Il veleno scivola lungo le rocce, si dipana verso il basso, imbrattando la montagna, le piante, i piccoli animali che incontrano la sua scia; Sigyn osserva la luce del tramonto che bagna il mondo e respira a lungo, le braccia martoriate ora abbandonate lungo i fianchi, gli occhi pieni di dolore e un piccolo, insignificante, inatteso sorriso che spunta sulle sue labbra.
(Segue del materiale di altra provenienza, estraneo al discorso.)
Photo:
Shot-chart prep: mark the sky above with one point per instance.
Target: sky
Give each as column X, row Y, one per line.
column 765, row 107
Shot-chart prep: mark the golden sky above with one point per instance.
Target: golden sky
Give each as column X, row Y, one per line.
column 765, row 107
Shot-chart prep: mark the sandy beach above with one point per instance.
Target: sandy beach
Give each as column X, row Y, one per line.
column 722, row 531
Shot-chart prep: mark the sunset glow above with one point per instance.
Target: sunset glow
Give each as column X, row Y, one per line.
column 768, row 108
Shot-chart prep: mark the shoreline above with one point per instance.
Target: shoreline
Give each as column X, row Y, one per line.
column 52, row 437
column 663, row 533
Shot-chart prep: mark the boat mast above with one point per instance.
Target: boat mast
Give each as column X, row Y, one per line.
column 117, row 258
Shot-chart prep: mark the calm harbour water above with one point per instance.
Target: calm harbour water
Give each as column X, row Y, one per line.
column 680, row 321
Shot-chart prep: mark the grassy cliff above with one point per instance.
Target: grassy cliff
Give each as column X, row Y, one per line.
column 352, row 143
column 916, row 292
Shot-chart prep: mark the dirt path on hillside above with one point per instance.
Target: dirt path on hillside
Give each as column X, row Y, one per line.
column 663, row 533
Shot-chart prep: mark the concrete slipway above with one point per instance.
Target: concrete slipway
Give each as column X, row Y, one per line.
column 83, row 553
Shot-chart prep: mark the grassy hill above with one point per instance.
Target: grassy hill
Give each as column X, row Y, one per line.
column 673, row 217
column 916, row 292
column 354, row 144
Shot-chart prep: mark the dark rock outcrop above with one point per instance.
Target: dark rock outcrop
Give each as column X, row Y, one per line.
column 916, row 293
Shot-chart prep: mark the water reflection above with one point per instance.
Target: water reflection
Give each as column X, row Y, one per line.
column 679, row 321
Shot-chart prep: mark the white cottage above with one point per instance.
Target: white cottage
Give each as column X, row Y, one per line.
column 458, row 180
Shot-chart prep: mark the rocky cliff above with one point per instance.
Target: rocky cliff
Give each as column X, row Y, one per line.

Loki sta gridando di dolore, la montagna trema per i suoi spasmi e quelle che sta ululando non sono certo le parole che Sigyn, in verità, sente.

 

«Questa, mia cara bambina, è una menzogna».

 

 

 

 

(1) È il titolo di una canzone di Sigur Rós, e significa “canzone della morte”. Ho scelto questo titolo in particolare prima di tutto perché è islandese e l’Islanda mi ricorda istantaneamente la mitologia norrena e, fatto più importante, perché la discografia di Sigur Rós ha accompagnato tutta la stesura di questa storia.

 

(2) Viste le divergenze tra il mio Loki e quello della Marvel la frase è quasi imbarazzante – e assume tutto un altro senso, se tolta dal suo contesto – ma dato che voglio un sacco bene al Loki depresso e mestruato della Marvel ho ritenuto appropriato infilarcela.

 

 

Note finali

È bene specificare, credo, che nella mia idea personale Sigyn non nasca come Dea, ma lo diventi solo dopo aver sposato Loki e acquisisca il suo titolo completo di Dea della Fedeltà solo quando decide di passare tutta l’eternità a spartire una colpa che non è sua.

In effetti, secondo la mitologia, è Odino che la chiama per la prima volta con quell’epiteto, quando Sigyn afferma di aver presto la sua decisione.

In ogni caso sappiamo così poco di come questi due si sono sposati, del perché e del quando che mi sento davvero scusata per aver inventato un background così nebuloso per entrambi.

Ah, un ultimo appunto, come avete notato ho scelto di scrivere gli epiteti sempre con le lettere maiuscole e spero che non venga ritenuto un errore, perché è fortemente voluto.

Ultimissima cosa: per scrivere questa storia – e l’altra a cui sto lavorando – mi sono studiata a lungo questo sito meraviglioso che consiglio un sacco, anche solo per cultura generale: bifrost.